Frederick Morgan Padelford (1875–1942), pronounced Pa-DEL-ford, was an American professor and author. He worked at the University of Washington in Seattle for 41 years. He chaired the English Department and served as dean of the graduate school. The Orbis Cascade Alliance has a collection of his papers.

Padelford graduated with a B.A. from Colby College (1896) and a PhD from Yale (1899). He also received an LLD from Mills College in 1936.

He was a Spenserian scholar. A review of one of his works described him as writing with great spirit and mastery of evidence.

He married Jessie Elizabeth (Bessie) Pepper (1874–1967). Her father was President of Colby College. Their children were Morgan, Charlie, Eunice, and Philip Sidney Padelford (June 8, 1912 – October 12, 2009).

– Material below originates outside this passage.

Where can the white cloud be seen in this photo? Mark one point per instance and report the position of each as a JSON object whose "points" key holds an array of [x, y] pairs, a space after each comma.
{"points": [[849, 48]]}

Padelford Hall, a building on the University of Washington Seattle campus, is named in his honor.

==Bibliography==
- The Political and Ecclesiastical Allegory of the First Book of the Faerie Queene (1911) published by Ginn and Company in Boston
- Early sixteenth century lyrics
- Old English musical terms
- Select translations from Scaliger's Poetics by Frederick Morgan Padelford.
- Samuel Osborne, janitor, about "Janitor Sam" Osborne, an African American whose history and treatment at Colby College is controversial and for whom the president's house at Colby is now named.
- The comedy of errors, by William Shakespeare, ed. by Frederick Morgan Padelford, New York, Macmillan, 1912
- "Poems of Henry Howard", article
- Spenser Allusions : In the Sixteenth and Seventeenth Centuries, compiled by Frederick Morgan Padelford, edited by William Wells
- George Dana Boardman Pepper: a Biographical Sketch by Frederick Morgan Padelford, published by L. Phillips, 1914
- Essays on the Study and Use of Poetry by Plutarch and Basil the Great, Volume 15 by Frederick Morgan Padelford, published by H. Holt, 1902
- The Songs of Rawlinson Ms. C813, Issue 1 by Frederick Morgan Padelford and Allen Rogers Benham, 1909
- The Axiochus of Plato by Plato, translated by Edmund Spenser, edited by Frederick Morgan Padelford
- "The Gothic Spirit in Shakespeare." South Atlantic Quarterly 1 July 1916; 15 (3): 223–240.